Overcoming regulatory caution is clearly not simply down to a mandate in a piece of legislation; it is about a fundamental shift in mindset, culture and risk aversion, which has already been mentioned—a shift that those working in a regulatory body may see as counterintuitive. Yet this shift is much needed. I therefore support the call in the paper for the FCA’s and PRA’s senior leadership to drive cultural change through their organisations. We of course must all recognise that, although not impossible, this is a very difficult proposition.

Such a shift must surely recognise and involve a concerted investment in education around two specific points. The first is the need for a fundamental understanding of the harm of the prevailing regulatory burden and the cost to business and economic growth of the status quo. In particular, it is vital to understand the consequences of regulatory duplication and overreach for business output, productivity, employment, taxation and wider economic growth. Specifically, regulators need a better and more practical understanding of how high regulatory burdens impose real costs in terms of time and financial expense, making the UK less competitive on the international stage. I was struck by the data showing that one firm employed 78 compliance officers for the UK market alone, compared to 73 covering 40 other countries in its European and Middle Eastern operations.

Secondly, it is important to innately understand the impact of regulation on innovation. This is a particularly crucial point given the enormous benefits as well as the costs that AI promises. It should be a priority to really grasp how this AI supercycle could append the UK’s growth fortunes and longer-term outlook for the country’s prosperity. In the United States today, for example, estimates suggest that, through productivity gains and increased capital investment, AI could add as much as 1.5 percentage points per year to the country’s GDP growth.

Were similar gains to occur in the United Kingdom— I am in a sense spitballing here—GDP growth could soar close to 3% per year here in the UK, thereby clearing a crucial hurdle to where we can put a dent in poverty and materially improve living standards within a generation. Yet, despite this appealing prospect, UK regulation is regularly blamed for weak capital markets, including a poor IPO environment, and paltry investment by cornerstone investors such as UK pension funds, endowments and insurance companies, all of which should be powering AI investment.
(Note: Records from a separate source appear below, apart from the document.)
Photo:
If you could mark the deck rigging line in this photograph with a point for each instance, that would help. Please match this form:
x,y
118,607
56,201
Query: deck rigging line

The unattractive UK investment landscape, buttressed by constraining regulation, could at least in part explain why the report highlights concern over a series C funding gap, which is forcing much-needed growth companies to leave the UK when they seek to raise in excess of £50 to £100 million.

To put it simply, the country needs less regulation, not more. In essence, policy should be attracting investment, not forcing investors, and a more growth-focused regulator is bound to attract more capital investment. I therefore agree with the serious reservations expressed by the committee regarding any proposal to mandate pension funds to comply with the prescribed asset allocation.

This debate comes when the Chancellor of the Exchequer has downgraded the growth outlook of the country to just 1.1% in 2026. Worryingly, this reflects how the country was already on a long-term structural economic decline, and the war in Iran will only dampen our growth prospects.

The essential question is this: in five to 10 years from now, will Britain’s economy in real terms be bigger, smaller or just the same? To alter our economic prospects from today’s growth malaise and set us on a prosperous trajectory, regulation must be relevant, on point and, most importantly, appropriately curtailed. Doing so will ensure the longer-term prospects of the financial services sector, which, as noble Lords have already heard, is critical for the economy. It will ensure that the sector is stronger and better equipped to serve as an engine of growth for our economy.